II. RESEARCH USE ONLY

III. LICENSING FOR COMMERCIAL USE

IV. GENERAL TERMS.

V. INTELLECTUAL PROPERTY.

VI. LIMITED LICENSE AND USE OF PRODUCTS

VII. WARRANTY; WARRANTY DISCLAIMER

VIII. COMPLIANCE WITH LAWS

  1. Purchaser Responsibilities. Purchaser is solely responsible for, and shall ensure compliance with, all foreign and domestic, federal, state and local statutes, ordinances and regulations applicable for use of the Products by Purchaser. Purchaser is solely responsible for obtaining all permits, licenses or other approvals required by any governmental authority in connection with Purchaser’s receipt, handling, storage, disposal, transfer and use of the Products. Without limiting the generality of the foregoing, any shipment of Products to countries outside the United States must comply with all applicable foreign and U.S. laws, including the U.S. export control laws and related regulations.

IX. INDEMNIFICATION

  1. If Purchaser is a Federal or State non-profit organization or foreign organization that is prohibited by law from entering into the indemnification obligation set forth in the subsequent paragraph:

    Purchaser assumes all liability for any and all third party claims, losses, expenses and damages, including reasonable attorneys’ fees (collectively "Claims") arising out of or relating to Purchaser’s use, receipt, handling, storage, transfer, disposal and other activities relating to the Products, provided that Purchaser's liability shall be limited to the extent that any such Claim arises out of Pure Protein's gross negligence or willful misconduct, and provided further that if the Purchaser is the U.S. federal government or a state institution such Purchaser assumes such liability only to the extent provided under the Federal Tort Claims Act, 28 U.S.C. §§ 2671 et seq. or under equivalent applicable State or foreign law.
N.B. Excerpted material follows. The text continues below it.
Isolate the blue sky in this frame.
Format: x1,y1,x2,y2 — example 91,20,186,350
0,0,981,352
  2. If Purchaser is a for-profit organization or a private non-profit organization:
    Purchaser hereby agrees to indemnify, defend and hold harmless Pure Protein and its Contributors against all third party claims, losses, expenses and damages, including reasonable attorneys’ fees (collectively "Claims") arising out of or relating to Purchaser’s use, receipt, handling, storage, transfer, disposal and other activities relating to the Products, provided that Purchaser's liability shall be limited to the extent that any such Claim arises out of Pure Protein's gross negligence or willful misconduct. All non-monetary settlements of any such Claims are subject to Pure Protein’s prior written consent, such consent not to be unreasonably withheld.
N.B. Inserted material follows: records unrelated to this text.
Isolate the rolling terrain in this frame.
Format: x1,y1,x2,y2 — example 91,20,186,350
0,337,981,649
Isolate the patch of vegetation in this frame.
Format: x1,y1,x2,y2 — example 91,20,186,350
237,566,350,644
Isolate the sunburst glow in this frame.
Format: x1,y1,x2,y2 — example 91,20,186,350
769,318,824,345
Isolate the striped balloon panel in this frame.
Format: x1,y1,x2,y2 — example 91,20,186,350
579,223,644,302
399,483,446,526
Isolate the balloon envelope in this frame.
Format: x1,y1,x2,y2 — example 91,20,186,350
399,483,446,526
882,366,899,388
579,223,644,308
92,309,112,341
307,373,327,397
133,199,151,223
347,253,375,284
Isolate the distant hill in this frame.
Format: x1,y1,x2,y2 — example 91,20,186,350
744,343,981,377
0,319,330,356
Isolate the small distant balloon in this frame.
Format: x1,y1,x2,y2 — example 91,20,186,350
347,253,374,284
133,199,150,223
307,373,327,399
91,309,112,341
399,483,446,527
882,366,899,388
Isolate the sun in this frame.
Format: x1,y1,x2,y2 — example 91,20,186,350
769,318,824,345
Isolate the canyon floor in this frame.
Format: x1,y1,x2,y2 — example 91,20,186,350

X. LIMITATION OF LIABILITY

  1. No Liability. To the extent permitted by law, in no event will Pure Protein be liable for any indirect, special, incidental or consequential damages of any kind in connection with or arising out of Purchaser’s use of the Products (whether in contract, tort, negligence, strict liability, statute or otherwise) even if Pure Protein has been advised of the possibility of such damages. In no event shall Pure Protein’s cumulative liability to the Purchaser exceed the fees paid by Purchaser to Pure Protein for Sales Orders for the six (6) month period preceding the date of the event giving rise to the claim. Purchaser agrees that the limitations of liability set forth in herein shall apply even if a limited remedy provided hereunder fails of its essential purpose.